I wrote a post about a month ago about minimising Your largest Expense- Food (British English spelling by the way- had a few emails requesting the return of the “z”) where I explained that after mortgage and tax, food is our largest expense.
Our food bill is around $600 per month currently- This has inflated a lot from $350 per month a few years ago. There are two things I wanted to decipher here
What do we spend $600 per month on?
I’ve been calculating the cost per serve of many of the meals I have been cooking. Making my pesto chicken pasta with sun-dried tomatoes and capsicums comes in at $2.09 a serving. That is pretty good; I thought until I worked out the cost of making Thai pumpkin soup with coriander and cashew nuts cost per serving.
Thai Pumpkin Soup
|Price per Receipt
|$4.90 a bag
|$21.00 per kg
|Sweet Chili Sauce
|$2.00 a packet
|$2.50 a box
|$2.50 a box
There are definitely recipes that I cook which are more expensive than these two.
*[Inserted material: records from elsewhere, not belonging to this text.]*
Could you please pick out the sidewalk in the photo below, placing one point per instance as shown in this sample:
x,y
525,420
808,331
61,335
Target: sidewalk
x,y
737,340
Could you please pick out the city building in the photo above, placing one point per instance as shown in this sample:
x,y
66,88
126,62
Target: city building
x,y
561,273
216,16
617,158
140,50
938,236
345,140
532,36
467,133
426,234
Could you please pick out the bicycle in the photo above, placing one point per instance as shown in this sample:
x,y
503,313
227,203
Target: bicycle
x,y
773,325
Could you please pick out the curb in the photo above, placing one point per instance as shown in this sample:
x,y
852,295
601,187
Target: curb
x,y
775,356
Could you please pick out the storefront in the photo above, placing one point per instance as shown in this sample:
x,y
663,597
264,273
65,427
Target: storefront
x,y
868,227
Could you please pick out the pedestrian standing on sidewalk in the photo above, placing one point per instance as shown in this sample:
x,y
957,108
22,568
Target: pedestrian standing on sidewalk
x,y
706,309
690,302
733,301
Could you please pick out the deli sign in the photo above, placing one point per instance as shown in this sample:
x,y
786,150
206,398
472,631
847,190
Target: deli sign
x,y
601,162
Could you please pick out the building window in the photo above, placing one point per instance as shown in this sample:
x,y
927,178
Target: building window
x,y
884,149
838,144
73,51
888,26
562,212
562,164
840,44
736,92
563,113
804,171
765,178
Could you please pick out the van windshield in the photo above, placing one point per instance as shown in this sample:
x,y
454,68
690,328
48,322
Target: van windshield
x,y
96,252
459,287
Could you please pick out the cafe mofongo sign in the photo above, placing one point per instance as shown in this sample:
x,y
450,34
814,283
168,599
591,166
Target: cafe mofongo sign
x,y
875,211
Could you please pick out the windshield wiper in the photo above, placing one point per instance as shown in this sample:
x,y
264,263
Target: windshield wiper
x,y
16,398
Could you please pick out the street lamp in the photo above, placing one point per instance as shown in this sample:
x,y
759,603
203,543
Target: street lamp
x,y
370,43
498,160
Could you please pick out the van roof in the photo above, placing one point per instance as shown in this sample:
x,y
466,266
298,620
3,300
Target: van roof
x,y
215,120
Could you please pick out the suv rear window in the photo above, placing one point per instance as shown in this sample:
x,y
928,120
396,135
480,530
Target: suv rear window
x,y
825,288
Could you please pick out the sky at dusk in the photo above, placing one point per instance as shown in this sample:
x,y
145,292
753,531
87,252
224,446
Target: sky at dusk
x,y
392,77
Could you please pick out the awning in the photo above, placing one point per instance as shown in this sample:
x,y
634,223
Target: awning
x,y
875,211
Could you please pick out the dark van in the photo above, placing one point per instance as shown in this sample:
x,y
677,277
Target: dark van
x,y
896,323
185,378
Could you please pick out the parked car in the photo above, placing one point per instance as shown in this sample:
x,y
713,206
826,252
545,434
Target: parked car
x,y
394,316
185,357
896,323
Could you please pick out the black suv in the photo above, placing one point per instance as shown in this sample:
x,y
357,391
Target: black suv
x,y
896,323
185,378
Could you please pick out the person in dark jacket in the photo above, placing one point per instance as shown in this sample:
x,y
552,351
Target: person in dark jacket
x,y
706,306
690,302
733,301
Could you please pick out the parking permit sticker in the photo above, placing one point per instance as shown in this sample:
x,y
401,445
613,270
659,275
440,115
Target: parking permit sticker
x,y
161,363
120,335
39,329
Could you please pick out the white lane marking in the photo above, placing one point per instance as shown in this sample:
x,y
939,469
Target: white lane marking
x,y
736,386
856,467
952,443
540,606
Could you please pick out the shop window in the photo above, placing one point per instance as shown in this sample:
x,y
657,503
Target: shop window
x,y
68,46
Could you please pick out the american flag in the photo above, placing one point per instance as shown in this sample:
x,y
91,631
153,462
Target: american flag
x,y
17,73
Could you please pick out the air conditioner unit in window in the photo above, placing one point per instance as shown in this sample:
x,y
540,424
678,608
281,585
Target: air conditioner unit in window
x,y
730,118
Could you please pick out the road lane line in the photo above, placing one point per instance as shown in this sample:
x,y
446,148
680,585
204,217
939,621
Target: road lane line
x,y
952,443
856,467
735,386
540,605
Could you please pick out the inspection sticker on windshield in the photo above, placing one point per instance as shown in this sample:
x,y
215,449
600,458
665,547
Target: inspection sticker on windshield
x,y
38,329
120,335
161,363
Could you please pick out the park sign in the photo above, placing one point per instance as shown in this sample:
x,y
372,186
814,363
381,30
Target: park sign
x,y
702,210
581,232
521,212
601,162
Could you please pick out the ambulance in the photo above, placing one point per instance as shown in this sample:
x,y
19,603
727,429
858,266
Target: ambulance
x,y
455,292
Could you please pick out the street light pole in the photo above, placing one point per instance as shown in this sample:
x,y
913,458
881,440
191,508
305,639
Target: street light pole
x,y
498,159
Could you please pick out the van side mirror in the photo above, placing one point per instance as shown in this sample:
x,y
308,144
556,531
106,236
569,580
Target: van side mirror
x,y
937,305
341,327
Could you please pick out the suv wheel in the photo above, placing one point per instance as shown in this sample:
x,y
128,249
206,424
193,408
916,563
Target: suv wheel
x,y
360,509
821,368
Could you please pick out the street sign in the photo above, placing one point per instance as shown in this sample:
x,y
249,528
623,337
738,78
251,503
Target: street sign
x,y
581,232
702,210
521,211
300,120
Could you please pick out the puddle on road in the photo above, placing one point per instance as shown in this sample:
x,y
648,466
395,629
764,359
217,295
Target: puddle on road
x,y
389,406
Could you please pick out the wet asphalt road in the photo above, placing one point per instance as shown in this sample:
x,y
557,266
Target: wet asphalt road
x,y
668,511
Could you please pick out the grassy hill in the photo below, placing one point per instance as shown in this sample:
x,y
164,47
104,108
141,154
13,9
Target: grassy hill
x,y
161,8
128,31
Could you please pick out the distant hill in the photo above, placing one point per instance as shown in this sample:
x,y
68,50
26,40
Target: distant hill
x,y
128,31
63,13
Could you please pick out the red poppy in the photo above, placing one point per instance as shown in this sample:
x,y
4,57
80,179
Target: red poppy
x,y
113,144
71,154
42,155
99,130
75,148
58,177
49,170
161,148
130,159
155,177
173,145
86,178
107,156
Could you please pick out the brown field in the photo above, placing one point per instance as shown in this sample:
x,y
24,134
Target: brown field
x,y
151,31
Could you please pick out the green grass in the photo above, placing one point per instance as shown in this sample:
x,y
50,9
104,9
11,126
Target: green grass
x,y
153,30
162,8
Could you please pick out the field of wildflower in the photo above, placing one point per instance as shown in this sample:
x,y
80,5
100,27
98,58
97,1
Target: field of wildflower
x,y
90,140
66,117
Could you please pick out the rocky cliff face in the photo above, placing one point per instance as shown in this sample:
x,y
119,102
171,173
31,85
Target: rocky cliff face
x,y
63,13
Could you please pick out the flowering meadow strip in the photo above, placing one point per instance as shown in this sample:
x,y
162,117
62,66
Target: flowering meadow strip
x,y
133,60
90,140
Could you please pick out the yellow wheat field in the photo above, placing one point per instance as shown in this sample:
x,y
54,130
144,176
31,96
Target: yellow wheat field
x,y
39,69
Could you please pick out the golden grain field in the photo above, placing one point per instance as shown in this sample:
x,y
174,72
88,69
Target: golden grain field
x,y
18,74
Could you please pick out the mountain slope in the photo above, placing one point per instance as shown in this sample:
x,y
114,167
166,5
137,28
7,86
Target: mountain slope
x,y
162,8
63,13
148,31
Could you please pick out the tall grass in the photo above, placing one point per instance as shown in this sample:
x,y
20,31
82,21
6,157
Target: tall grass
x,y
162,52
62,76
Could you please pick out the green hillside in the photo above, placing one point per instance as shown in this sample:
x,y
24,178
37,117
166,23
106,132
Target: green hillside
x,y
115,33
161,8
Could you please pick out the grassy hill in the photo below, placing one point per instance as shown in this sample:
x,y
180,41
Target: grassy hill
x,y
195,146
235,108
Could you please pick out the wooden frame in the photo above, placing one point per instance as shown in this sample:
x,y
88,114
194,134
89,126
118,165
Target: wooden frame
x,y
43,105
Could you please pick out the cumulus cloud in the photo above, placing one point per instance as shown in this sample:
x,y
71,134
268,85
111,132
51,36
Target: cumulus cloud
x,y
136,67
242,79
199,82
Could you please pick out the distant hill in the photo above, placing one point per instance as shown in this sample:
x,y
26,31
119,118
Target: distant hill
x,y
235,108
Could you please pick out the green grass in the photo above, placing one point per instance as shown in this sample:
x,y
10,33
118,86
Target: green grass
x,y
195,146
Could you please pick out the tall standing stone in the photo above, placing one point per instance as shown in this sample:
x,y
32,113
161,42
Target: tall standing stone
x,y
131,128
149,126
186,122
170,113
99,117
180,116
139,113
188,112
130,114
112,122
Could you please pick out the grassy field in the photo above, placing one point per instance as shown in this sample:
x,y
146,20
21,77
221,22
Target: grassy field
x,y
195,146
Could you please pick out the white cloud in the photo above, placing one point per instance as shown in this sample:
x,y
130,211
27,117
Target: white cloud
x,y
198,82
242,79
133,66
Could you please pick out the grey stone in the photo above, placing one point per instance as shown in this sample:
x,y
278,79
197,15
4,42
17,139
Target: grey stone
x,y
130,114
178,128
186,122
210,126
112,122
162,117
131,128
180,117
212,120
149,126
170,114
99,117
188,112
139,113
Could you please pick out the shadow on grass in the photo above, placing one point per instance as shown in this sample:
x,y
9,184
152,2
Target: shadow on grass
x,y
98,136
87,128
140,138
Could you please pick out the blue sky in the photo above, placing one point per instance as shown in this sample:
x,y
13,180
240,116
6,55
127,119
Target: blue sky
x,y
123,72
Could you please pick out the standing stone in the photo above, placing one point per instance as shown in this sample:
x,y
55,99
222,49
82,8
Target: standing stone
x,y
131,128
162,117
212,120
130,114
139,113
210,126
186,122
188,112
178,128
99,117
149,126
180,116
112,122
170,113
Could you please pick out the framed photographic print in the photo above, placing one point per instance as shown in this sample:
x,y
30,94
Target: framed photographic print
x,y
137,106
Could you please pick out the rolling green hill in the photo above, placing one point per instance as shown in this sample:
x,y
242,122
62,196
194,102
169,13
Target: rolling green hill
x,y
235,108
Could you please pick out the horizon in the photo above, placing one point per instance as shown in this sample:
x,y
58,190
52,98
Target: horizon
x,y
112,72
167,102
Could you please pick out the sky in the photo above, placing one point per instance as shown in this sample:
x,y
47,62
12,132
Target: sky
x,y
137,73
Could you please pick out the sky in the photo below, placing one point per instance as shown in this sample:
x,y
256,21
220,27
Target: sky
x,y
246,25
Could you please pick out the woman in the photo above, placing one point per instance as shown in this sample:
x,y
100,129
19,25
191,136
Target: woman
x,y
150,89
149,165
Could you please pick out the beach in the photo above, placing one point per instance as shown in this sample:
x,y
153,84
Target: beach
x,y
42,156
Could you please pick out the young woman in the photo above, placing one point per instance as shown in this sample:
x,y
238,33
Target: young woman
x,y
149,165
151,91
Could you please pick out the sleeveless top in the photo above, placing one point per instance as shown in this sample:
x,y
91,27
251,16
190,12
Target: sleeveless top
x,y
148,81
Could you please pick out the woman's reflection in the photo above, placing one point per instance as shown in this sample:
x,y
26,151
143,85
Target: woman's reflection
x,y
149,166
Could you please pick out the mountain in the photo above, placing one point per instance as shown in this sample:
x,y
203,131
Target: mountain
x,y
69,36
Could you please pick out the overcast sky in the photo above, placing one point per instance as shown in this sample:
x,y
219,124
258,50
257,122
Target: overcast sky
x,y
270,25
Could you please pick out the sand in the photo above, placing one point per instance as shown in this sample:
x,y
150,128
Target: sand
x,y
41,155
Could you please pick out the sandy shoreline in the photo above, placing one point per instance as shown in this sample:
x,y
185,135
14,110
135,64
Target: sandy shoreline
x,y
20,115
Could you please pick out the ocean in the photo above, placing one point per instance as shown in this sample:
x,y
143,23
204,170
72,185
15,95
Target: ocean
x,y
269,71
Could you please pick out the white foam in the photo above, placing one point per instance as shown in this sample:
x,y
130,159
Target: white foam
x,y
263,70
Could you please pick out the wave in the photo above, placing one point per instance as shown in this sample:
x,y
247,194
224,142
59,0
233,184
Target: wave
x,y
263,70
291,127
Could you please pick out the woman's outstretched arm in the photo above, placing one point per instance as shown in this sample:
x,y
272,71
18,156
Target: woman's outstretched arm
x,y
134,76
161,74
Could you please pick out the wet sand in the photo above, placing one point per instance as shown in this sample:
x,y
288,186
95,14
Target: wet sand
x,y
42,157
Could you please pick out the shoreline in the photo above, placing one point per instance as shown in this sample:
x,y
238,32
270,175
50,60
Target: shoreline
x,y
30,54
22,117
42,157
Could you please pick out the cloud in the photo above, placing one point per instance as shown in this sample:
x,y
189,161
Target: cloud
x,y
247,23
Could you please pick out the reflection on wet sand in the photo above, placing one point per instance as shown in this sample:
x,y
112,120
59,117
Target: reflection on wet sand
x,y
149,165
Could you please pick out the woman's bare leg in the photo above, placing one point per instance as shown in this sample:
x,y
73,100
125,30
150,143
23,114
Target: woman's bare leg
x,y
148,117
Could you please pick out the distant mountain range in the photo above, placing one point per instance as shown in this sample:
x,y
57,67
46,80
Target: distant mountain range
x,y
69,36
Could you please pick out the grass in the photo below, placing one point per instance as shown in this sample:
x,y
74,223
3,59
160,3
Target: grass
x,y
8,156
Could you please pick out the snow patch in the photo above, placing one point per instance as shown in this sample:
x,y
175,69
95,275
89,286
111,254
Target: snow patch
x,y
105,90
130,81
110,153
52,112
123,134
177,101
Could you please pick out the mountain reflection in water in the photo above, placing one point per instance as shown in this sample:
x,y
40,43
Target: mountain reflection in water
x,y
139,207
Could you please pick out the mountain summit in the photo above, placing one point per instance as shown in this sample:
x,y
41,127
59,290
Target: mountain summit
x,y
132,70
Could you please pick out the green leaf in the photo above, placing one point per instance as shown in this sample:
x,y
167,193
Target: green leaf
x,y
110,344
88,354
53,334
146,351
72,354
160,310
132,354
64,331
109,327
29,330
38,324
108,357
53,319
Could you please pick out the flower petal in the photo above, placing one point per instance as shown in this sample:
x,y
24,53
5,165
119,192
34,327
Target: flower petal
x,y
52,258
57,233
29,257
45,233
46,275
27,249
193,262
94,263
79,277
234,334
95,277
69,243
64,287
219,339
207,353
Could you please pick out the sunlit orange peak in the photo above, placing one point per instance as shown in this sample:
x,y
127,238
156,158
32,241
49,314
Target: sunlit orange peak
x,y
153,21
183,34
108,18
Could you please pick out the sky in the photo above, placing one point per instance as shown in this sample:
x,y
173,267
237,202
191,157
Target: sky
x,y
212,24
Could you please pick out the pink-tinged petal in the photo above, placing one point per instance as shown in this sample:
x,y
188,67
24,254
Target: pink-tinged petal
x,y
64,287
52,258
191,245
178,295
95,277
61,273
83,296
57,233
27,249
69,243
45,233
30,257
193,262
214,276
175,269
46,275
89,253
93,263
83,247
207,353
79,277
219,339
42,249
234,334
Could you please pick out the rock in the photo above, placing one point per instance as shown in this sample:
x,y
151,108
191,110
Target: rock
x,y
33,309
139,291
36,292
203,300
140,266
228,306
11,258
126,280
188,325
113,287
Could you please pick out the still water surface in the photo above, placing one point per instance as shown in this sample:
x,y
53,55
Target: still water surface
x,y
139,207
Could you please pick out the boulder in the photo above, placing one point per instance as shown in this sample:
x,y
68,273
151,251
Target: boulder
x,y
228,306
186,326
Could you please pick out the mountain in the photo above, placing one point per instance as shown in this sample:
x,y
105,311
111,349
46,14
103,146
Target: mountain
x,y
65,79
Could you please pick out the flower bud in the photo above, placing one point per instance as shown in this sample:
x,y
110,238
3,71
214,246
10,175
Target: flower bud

But let us assume that an average serving cost $3.00. There are a total of 21 meals a week. 14 of which are at a serving cost of $3.00 each. We normally eat leftover dinner for lunch. And the remainder is breakfasts.
I eat porridge, and my partner generally only has some yoghurt. She is not really a breakfast person. Each of these cost less than $1 per serving.
So the cost for the 42 servings a week will cost $98 using these estimates. We spend $150 per week on average, so there is a discrepancy there. The difference probably snacks and treats I would say. On top of that, there are household items and personal items like shampoos and toothpaste.
The second thing I wanted to know is whether or not our food expense increase is due to food price inflation.
Are we spending more now, or is this food inflation?
I found a study from the University of Otago on estimated food costs in New Zealand for 2018. In the study, it estimates the cost of food for basic, moderate, and liberal diets. The average cost of food for a heterosexual couple was estimated to be $128.50, $167.50, and $200.75 per week for a basic, moderate, and liberal diet.
Our spending falls in the moderate category. The moderate category allows for an increase in the variety of meats, fish, fruit, and vegetables over the basic category.
While the liberal category allows for more convenience and imported foods and out of season fruits and vegetables, and higher-priced cuts of meat. I tend to agree that we are in the moderate category. We buy a variety of fruit and vegetables that are in season. And we tend not to buy speciality meats.
The Otago study also has data that goes back to 2009 on the estimated cost of food. Analysing this will reveal whether or our spending increase from $350 in 2014 to $600 per month in 2018 is due to food inflation or lifestyle inflation.
I suspect lifestyle inflation has crept in.
Anyways, below is the average estimate of food for a heterosexual couple in NZ from 2009 to 2018.
From the Otago data, our food spending increase cannot be put down to food inflation. And deep down I knew this already. In fact, the Otago study only shows a 3% inflation in food prices from 2014. The inflation of food would have to be over 85% to get $350 in 2014 up to 600 in 2018.
The graph does show that food inflation has actually been negative for a period. But in fact, if you read the study’s fine print, they changed the study method in 2014, so you really can’t compare data before 2014 to data after 2014.
Lifestyle creep has set in
Lifestyle creep is one of the biggest enemies of retiring early. Lifestyle creep is where your expenses increase as your salary or income increases.
This is how it goes, your income increase, so you think you deserve or think you can afford more stuff. You work hard; you deserve it! The problem is that your lifestyle can always inflate to match your income.
You want to keep your lifestyle costs the same year to year, even with a salary increase. What you want to inflate is your saving and investment rate. You work hard you deserve to pay yourself more.
My income has increased by 70% from 2014 to 2018, so my food inflation is outstripping my salary inflation. That is not good.
When I first graduated and started working, I was still accustomed to eating like a student. This is probably one of the biggest reasons why it has increased so much. But is it a normal amount to spend?
Are my foods expenses Normal?
The data has shown me that our spending of 600 per month isn’t too excessive for a couple living in New Zealand. From the study, a couple in 2018 would be spending about $670 per month.
It even gets better, though, the study only counts for actual food items. It excludes personal care items and household items. The study estimates an extra $14.80 per week for personal care items and $10.80 for household cleaning items. Bringing couples monthly spend up to $772.40.
We are well below this figure. But there is definitely room to improve.
What is your monthly expense on food?